You’re right, that should work.

I remember something was done with react-meteor-data before wherein version 2 was a breaking change. The user must explicitly upgrade to version 2 and would not be automatically upgraded with the usual meteor update

Can that work in this case?

I think the breaking change was the version of react supported

I think the root cause is that the original query doesn’t make use of indexes. Using a regex will result in a collscan, even if the property is indexed. Instead you need to specify an index with a collation, and then specify the collation when querying; there’s info in the Mongo docs about it here:

In our app we have a separate collection for user profiles, and we perform a case-insensitive lookup on the email by specifying an index with the following collation:

// when creating the indexes 
const collation = {
    locale: 'en', 
    strength: 1, // case-insensitive
};

And then we query like this:

Profiles.rawCollection.find({ email }).collation(collation)

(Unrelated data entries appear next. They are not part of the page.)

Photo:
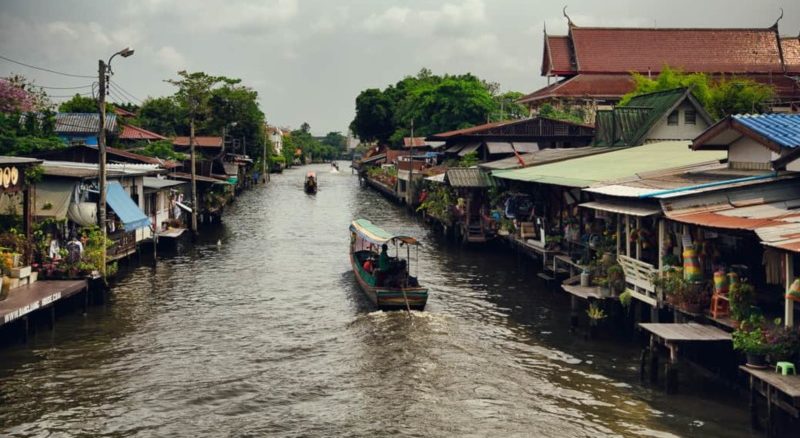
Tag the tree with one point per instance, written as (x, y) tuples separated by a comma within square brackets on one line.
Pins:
[(719, 97), (163, 115), (194, 94), (337, 141), (79, 104), (374, 119)]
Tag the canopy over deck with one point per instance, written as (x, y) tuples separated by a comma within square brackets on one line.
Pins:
[(371, 232)]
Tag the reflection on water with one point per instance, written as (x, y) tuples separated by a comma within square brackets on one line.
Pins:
[(268, 334)]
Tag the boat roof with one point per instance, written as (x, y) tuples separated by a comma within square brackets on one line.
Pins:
[(377, 235)]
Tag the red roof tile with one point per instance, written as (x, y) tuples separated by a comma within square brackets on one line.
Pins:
[(558, 56), (130, 132), (622, 50), (199, 141), (791, 54), (600, 86)]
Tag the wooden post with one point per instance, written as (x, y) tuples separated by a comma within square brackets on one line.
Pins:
[(627, 235), (788, 315), (653, 359), (638, 242), (661, 249)]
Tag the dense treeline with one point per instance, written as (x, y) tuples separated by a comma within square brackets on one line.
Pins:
[(432, 103)]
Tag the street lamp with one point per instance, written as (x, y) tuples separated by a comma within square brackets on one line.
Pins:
[(104, 73)]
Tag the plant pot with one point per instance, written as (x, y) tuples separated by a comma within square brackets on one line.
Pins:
[(757, 361), (6, 286)]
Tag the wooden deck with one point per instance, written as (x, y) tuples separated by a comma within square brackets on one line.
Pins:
[(689, 332), (778, 391), (41, 294), (671, 336)]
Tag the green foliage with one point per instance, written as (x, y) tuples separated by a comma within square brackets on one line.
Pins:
[(595, 313), (719, 97), (164, 115), (27, 134), (439, 202), (750, 337), (574, 115), (162, 149), (79, 104), (469, 160), (432, 104)]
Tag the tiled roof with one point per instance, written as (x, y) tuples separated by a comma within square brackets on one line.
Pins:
[(622, 50), (130, 132), (791, 54), (83, 123), (199, 141), (468, 178), (783, 129), (557, 53), (600, 86)]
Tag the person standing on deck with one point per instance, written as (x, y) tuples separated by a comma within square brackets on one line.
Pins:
[(383, 260)]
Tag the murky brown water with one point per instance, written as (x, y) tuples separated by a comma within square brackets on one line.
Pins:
[(268, 335)]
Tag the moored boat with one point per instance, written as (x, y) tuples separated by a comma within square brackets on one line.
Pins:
[(310, 185), (386, 280)]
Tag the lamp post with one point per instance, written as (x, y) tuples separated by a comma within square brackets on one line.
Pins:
[(104, 72)]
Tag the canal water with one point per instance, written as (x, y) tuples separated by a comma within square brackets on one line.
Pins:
[(260, 330)]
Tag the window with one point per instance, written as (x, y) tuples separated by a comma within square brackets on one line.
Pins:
[(672, 119), (689, 117)]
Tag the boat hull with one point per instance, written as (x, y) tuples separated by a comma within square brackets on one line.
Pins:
[(386, 298)]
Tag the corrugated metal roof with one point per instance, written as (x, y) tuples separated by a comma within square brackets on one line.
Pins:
[(629, 208), (544, 156), (586, 171), (468, 177), (783, 129), (468, 149), (83, 123)]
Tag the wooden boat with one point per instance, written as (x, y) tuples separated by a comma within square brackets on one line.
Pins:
[(394, 288), (310, 186)]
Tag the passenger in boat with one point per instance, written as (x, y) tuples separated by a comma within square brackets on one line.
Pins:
[(383, 260)]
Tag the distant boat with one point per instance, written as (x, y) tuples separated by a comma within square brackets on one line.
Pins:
[(394, 288), (310, 186)]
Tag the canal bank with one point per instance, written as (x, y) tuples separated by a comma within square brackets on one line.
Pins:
[(267, 334)]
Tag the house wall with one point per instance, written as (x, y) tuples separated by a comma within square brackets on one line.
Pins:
[(746, 153), (663, 131)]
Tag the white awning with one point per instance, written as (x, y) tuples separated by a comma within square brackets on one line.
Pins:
[(631, 209)]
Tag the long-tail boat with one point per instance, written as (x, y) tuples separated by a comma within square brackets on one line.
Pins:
[(393, 287), (310, 185)]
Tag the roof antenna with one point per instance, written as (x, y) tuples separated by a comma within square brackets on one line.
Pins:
[(779, 19), (569, 20)]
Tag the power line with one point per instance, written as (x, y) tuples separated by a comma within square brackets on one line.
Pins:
[(45, 69), (124, 91)]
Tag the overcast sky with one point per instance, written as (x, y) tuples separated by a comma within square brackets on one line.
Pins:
[(308, 59)]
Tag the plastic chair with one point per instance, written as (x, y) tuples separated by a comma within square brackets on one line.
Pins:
[(784, 368)]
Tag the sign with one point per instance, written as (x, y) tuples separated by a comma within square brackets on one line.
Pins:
[(10, 178)]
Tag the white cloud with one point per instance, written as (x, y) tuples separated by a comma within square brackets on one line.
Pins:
[(169, 58), (448, 18)]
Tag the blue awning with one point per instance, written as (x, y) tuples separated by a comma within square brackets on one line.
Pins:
[(130, 214)]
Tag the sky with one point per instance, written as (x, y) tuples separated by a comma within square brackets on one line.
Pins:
[(309, 59)]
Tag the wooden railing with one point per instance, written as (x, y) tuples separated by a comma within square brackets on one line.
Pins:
[(639, 279)]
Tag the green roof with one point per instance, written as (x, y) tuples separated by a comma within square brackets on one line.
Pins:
[(623, 163), (629, 124)]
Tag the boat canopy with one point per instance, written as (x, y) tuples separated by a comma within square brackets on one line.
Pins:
[(371, 232)]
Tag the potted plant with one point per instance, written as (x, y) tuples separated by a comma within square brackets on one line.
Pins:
[(596, 314), (751, 339), (741, 299)]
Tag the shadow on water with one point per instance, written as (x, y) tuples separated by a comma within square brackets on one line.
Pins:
[(269, 334)]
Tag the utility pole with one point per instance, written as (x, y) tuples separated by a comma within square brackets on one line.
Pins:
[(101, 148), (194, 174)]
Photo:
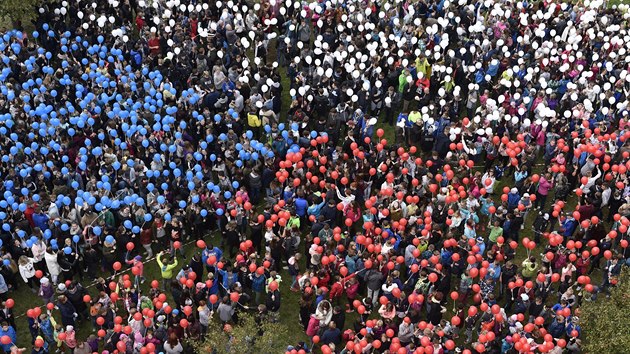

So to fix this you’d need to change the default index on the Users collection to use a collation, and then you’d need to modify the query to use the collation when searching so the search is case-insensitive.

3 Likes

That’s a brilliantly elegant solution! Plus it works without data migration (save the changing of the default index)

1 Like

That looks like an easier route to take

1 Like

Hi @kimar,

I am working on a pull request to solve this issue. But I don’t see any significant slowness while creating a new account, using the createUser method. Of course I didn’t try with 400k users. If possible can you share some screenshots of the slowness? It would be really helpful.

1 Like

My users collection has nearly a million documents now, which means that if someone tries to register with an email such as info@gmail.com it takes 20+ seconds to do this query. I see the Github pull requests all ended up getting skipped? So it seems like this is still an issue in 2022? Has anyone figured out an elegant solution?

1 Like

Would it be possible to implement the user creation without the need to perform the query (for example if a certain flag is passed as option to shut this off) and instead perform the query on our own? That would at least be non-breaking and allow those with performance needs to do the query in a performant manner.

1 Like

Thanks @rjdavid - I remember seeing that thread but couldn’t figure out what to search for. Seems like there isn’t a simple solution out there yet.